My Tikka is kitted out with a heavy scope, a heavy chassis and a bipod. I'd love to have a traditionally stocked rifle with similar features for those days when I feel for it. The first option is of course to get another Tikka, but their wood stocks are boring and the front ends are square in profile - very uncomfortable when shooting slinged up. Sako rifles are the same. I have large hands and long arms. I'm also not to keen on the plastic mag, and prefer a hinged floorplate for this purpose.

Enter the Winchester Model 70 Super Grade. The pictures on the web site looks great. It's about a pound heavier than the Tikka. None of my local gunshops keep Winchester guns in stock.

What are new production "Super Grade" model 70's like? Can I expect MOA accuracy? Is the wood half as good as it looks?

Any other manufacturers I should take a look at?

-hinged floorplate
-safety that locks the bolt (Bergara is out)
- nice wood stock with rounded, grippy forend
-solid platform for mounting scopes as low as possible.
I would look at Howa. Love all of mine. The wood is nothing spectacular though on the few I saw, if you decide you really need the wood stock.
 
I like the feel of the Super Grade and they have some very nice wood on them but do not like the weight, I am leaning towards the Browning X very nice finish and very nice looking wood weight is good and shoulders fine and price is good. I can't see buying a rifle then spending money on a new stock or buying a used rifle
 
I've got a Portuguese model 70 featherweight 300 wsm I won at a banquet. Came with 5 boxes of hornady precision hunter. I didn't have high expectations for the rifle, and was impressed the first time I shot it. Very consistent .75 moa gun with said ammo, and I've never had a feeding issue. Is it as smooth and refined as my '48 model 70s? No, but wouldn't expect so much. I shortened the barrel to 21" and threaded it for a can. Accuracy was unchanged. Never borescoped it as it's only got 2 boxes through it, admittedly there's a bunch of other rifles I grab before this one.
 
I just have the Tikka as a reference because its action is excellent, and I have one. I would like to have another one that is good looking and better handling than the Tikka, which sits in a chassis.
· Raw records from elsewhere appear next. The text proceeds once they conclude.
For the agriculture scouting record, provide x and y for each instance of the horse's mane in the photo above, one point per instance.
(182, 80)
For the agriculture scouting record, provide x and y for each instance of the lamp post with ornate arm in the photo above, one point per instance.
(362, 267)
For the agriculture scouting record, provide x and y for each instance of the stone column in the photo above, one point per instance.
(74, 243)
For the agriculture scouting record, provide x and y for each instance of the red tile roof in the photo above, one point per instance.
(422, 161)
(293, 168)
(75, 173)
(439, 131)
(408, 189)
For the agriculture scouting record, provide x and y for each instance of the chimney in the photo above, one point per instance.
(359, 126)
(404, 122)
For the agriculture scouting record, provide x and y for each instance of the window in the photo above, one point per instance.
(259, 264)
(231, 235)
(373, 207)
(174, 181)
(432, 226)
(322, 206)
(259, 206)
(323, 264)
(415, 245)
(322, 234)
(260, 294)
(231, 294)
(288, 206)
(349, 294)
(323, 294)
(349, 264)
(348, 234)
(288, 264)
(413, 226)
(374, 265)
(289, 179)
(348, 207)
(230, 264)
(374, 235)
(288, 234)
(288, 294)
For shooting off hand, I'd prefer a long, rounded forend. The winchester model 70 has that, but it's unnecessarily heavy.

The Kimber 84m looks great, but at the moment, they seem to not ship with wooden stocks. They're also rare to see in Europe.

Is there a good way to convert a Bergara to having the bolt lock when on safe?
 
A customer bought a Super Grade with French walnut. I wasn't that excited, but he was extremely pleased with it. I'm more of a fan of the red stained Winchester wood stocks. I haven't shot the new Winchesters so I cannot give any reviews on it. My 1980's XTR is around 0.75-1.25" groups at 100 yards depending on load. But I may have a parallax issue going on with my scope since I hit small water bottles the size of prairie dogs at 450 yards easily. I am a long time Winchester fan and am a bit biased against Tikkas because of all the fanfare. They are fine rifles. I just remember back in the 2000's they were pretty cheap.
 
A customer bought a Super Grade with French walnut. I wasn't that excited, but he was extremely pleased with it. I'm more of a fan of the red stained Winchester wood stocks. I haven't shot the new Winchesters so I cannot give any reviews on it. My 1980's XTR is around 0.75-1.25" groups at 100 yards depending on load. But I may have a parallax issue going on with my scope since I hit small water bottles the size of prairie dogs at 450 yards easily. I am a long time Winchester fan and am a bit biased against Tikkas because of all the fanfare. They are fine rifles. I just remember back in the 2000's they were pretty cheap.
I think they're priced relative to sako rifles. A new tikka is still cheaper than a new sako.
 
I was in a local sporting goods store a couple days ago and they had a model 70 on a beautiful maple stock. I stared at it for a couple minutes and slowly backed away. The force was strong, but the $1995 price was my shield.